Aja Monet announced a new album this week, and it arrives co-produced by Meshell Ndegeocello, which should tell you this is not going to be a small thing. The Color of Rain comes out May 22 via Drink Sum Wtr, and it is the follow-up to Monet’s 2023 debut When the Poems Do What They Do, an album that felt like a poet discovering what happens when you hand the microphone to a full band and trust the room.

This time the room is bigger. Ndegeocello conducts a live ensemble that includes Ambrose Akinmusire, Nico Segal, Josh Johnson, and Burniss Travis, among others. Guest vocals come from Mick Jenkins, Vic Mensa, Brandee Younger, Georgia Anne Muldrow, and Novena Carmel. It is the kind of roster that suggests Monet is making a record for keeps.

The first single, Elsewhere, was written in the wake of Sly Stone’s death. Monet has said Ndegeocello sent her home to write something in homage, not in memoriam, and the distinction matters. What she came back with is clearly a love song to a lineage, something that sits in the same blues-soaked, jazz-adjacent space that Sly himself always occupied before the world caught up to him. Georgia Anne Muldrow and Novena Carmel both answered the call the same day Monet reached out, and the song reportedly came together fast, which you can hear in it.

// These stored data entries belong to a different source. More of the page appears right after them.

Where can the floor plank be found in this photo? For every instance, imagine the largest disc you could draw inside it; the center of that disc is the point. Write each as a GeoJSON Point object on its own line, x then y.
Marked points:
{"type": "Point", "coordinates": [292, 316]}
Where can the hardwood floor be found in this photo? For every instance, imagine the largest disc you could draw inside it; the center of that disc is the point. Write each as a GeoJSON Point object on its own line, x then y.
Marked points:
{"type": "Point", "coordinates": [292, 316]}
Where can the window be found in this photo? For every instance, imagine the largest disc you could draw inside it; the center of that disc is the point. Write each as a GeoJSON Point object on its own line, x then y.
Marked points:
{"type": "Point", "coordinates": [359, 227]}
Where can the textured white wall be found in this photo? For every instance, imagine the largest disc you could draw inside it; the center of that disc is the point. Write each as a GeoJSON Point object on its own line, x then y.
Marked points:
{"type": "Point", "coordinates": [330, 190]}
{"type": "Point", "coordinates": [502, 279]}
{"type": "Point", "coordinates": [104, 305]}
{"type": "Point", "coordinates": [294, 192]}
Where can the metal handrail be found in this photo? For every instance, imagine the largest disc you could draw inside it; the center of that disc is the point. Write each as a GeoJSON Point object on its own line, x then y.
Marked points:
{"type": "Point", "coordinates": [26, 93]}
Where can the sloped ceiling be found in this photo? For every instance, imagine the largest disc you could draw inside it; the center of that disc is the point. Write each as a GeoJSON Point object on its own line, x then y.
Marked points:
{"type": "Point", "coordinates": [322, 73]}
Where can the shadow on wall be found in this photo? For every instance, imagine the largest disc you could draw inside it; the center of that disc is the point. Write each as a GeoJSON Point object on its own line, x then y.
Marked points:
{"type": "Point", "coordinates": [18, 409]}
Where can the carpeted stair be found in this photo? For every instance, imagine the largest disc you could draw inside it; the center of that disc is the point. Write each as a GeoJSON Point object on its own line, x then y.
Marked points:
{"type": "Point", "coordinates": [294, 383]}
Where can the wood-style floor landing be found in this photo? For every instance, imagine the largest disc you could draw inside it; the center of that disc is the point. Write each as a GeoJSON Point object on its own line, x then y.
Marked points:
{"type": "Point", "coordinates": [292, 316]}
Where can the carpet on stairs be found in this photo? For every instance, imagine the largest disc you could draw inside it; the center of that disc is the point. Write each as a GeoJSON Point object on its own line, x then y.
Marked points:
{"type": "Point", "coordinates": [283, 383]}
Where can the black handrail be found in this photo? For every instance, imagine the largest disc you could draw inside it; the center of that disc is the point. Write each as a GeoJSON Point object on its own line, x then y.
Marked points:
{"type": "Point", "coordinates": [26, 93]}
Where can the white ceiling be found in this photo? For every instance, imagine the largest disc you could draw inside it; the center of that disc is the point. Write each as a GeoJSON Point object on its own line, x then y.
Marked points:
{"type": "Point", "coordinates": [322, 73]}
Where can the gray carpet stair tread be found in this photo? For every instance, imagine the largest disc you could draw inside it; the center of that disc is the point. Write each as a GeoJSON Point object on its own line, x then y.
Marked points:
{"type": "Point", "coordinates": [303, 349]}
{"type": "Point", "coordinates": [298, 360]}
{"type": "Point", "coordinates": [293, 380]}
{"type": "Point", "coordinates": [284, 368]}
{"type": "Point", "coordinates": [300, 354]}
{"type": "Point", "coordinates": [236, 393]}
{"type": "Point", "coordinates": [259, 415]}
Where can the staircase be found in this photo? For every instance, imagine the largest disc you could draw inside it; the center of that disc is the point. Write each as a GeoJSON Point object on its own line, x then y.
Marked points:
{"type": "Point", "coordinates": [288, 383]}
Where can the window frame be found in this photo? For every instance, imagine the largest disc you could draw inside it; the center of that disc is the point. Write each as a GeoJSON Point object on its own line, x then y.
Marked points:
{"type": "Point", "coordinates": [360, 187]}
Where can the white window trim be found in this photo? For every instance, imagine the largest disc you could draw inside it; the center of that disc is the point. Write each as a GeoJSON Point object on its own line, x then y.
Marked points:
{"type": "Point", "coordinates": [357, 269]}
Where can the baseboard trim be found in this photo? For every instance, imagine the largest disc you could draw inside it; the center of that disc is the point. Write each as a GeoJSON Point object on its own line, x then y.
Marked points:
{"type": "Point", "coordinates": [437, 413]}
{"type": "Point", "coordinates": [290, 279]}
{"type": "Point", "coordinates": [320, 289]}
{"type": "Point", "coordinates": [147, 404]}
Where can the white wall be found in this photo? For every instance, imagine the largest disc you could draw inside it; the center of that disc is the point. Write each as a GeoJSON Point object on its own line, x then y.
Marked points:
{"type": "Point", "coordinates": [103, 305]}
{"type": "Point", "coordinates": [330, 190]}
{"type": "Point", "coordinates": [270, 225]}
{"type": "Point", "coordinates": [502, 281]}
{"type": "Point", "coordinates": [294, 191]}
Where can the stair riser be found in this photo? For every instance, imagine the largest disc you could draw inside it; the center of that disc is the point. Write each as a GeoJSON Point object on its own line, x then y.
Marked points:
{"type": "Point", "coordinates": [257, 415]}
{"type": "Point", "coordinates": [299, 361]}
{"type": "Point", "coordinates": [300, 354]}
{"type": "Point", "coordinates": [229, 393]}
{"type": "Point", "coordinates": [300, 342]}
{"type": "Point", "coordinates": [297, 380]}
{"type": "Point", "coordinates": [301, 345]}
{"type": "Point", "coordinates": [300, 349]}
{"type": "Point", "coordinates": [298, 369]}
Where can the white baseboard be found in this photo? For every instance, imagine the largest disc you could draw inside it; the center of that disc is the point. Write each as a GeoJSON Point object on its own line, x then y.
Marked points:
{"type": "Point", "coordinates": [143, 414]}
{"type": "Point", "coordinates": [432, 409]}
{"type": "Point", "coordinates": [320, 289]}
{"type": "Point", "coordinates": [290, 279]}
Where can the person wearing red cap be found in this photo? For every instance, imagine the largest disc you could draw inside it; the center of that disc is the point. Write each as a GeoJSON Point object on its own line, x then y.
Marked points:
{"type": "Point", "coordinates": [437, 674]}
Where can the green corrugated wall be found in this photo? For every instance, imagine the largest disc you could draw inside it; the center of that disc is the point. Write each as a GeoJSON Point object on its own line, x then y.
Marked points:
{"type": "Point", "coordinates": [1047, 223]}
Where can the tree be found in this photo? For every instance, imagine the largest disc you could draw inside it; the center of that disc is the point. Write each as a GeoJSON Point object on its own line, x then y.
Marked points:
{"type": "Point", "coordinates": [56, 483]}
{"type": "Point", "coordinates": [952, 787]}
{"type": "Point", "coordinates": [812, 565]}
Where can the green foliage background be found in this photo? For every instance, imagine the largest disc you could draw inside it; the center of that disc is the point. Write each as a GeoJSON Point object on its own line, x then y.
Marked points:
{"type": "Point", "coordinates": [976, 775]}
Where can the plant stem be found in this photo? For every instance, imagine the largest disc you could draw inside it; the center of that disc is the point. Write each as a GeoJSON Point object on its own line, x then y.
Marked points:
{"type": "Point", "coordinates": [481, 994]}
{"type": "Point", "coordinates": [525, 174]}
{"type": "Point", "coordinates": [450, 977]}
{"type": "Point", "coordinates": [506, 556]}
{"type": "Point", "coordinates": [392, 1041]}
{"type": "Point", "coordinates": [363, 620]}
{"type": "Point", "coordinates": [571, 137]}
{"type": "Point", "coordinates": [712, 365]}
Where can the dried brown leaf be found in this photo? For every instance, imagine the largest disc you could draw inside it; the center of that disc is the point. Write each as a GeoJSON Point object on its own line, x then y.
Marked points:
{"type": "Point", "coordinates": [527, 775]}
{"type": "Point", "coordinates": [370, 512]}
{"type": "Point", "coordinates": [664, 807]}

The tracklist for The Color of Rain runs fifteen songs deep, which for a poet is not unusual. Monet does not write in small gestures. Titles like For the Congo, Working Class Musicians, and Skinfolk suggest an album with something to say, which is also not unusual for someone who has been making politically engaged spoken word and music for over a decade now. The presence of a song called Hollyweird, though, is an interesting swerve.

Monet has a performance lined up at Carnegie Hall on May 20, two days before the album drops, which is a smart and slightly old-fashioned way to announce yourself. Not a streaming premiere. Not a content rollout. A room, a stage, and a live band.

The Color of Rain is shaping up to be one of the more ambitious jazz-adjacent records of the year, and it is arriving at a moment when that whole territory, the space between poetry and jazz and R&B and politics, feels genuinely alive. Whether the record delivers on all of that is something we will find out in May. What is already clear is that Monet is not hedging.

1 Comment

  1. Connor Briggs Mar 29, 2026 at 1:03 pm UTC

    meshell ndegeocello producing is genuinely exciting. she makes albums that feel like they have architecture. this one could be something.